Die Auswirkungen solch gewaltiger Steuerausfälle auf die Haushaltspolitik der nächsten Bundesregierung - ganz gleich welcher Couleur - sind gravierend. Nicht nur die Bundesländer werden ihre Ausgabeplanungen für das kommende Jahr überarbeiten oder, wie es auch in Stuttgart nicht mehr ausgeschlossen wird, Nachtragshaushalte verabschieden müssen. Auch im Bund „sind wir völlig eingemauert“, bekannte jetzt ein Haushälter in der Unionsfraktion. Die Steuerausfälle und das der EU-Kommission gegebene Versprechen der Defizitrückführung bis 2004 „lassen keine Spielräume für ausgabewirksame politische Maßnahmen“. Kurz gesagt: Was auch immer die Parteien in ihren Wahlprogrammen versprochen haben, ist bereits jetzt Makulatur. Das betrifft die Entlastung von 400- bis 800-Euro-Jobs von der Abgabepflicht bis hin zu steuerlichen Erleichterungen im Mittelstand.

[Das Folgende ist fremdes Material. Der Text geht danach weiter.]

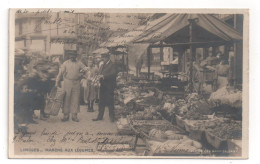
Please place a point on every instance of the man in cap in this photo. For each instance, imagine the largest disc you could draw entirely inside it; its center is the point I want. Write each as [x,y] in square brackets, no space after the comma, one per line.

Im Bundeshaushalt allein müssen in den nächsten zwei Jahren rund 20 Milliarden Euro Ausgaben gekürzt werden, wie der IfW-Experte Boss berechnet hat. Eingerechnet darin sind bereits Beitragserhöhungen bei Renten- und Krankenversicherungen um 0,5 Prozent. Fällt dann auch noch die Ökosteuer weg, wie es die Union vorschlägt, werden es schon rund 23 Milliarden Euro sein. Verschiebt sich die Einführung der Lkw-Maut, kommen noch einmal rund zwei Milliarden Euro oben drauf.

Zwar dementiert das Finanzministerium, Eichels Beamte hätten bereits eine „Giftliste“ mit Kürzungen erstellt. Doch die Forschungsinstitute gehen davon aus, dass es nach der Vorlage ihres Herbstgutachtens genau einen Monat nach der Bundestagswahl umfangreiche Ausgabenkürzungen geben wird. Der Problemdruck der Kassenwarte bei Bund und Ländern sei „immens“, weiß Boss und prognostiziert für das Gutachten, es werde „viel Unangenehmes darin stehen“.

Doch was könnte eine 20 Milliarden Euro teure „Giftliste“ beinhalten? „Auf keinen Fall Investitionen“, warnt Alfons Kühn vom DIHK, und meint damit wohl auch die 150 Milliarden Euro Subventionen, die Jahr für Jahr die Unternehmen erhalten. Und auch der öffentliche Dienst wird im nächsten Frühjahr wohl kaum völlig auf Tariferhöhungen verzichten. Dann bleiben nur noch eines übrig – die nicht gesetzlich vorgeschriebenen Sozialleistungen.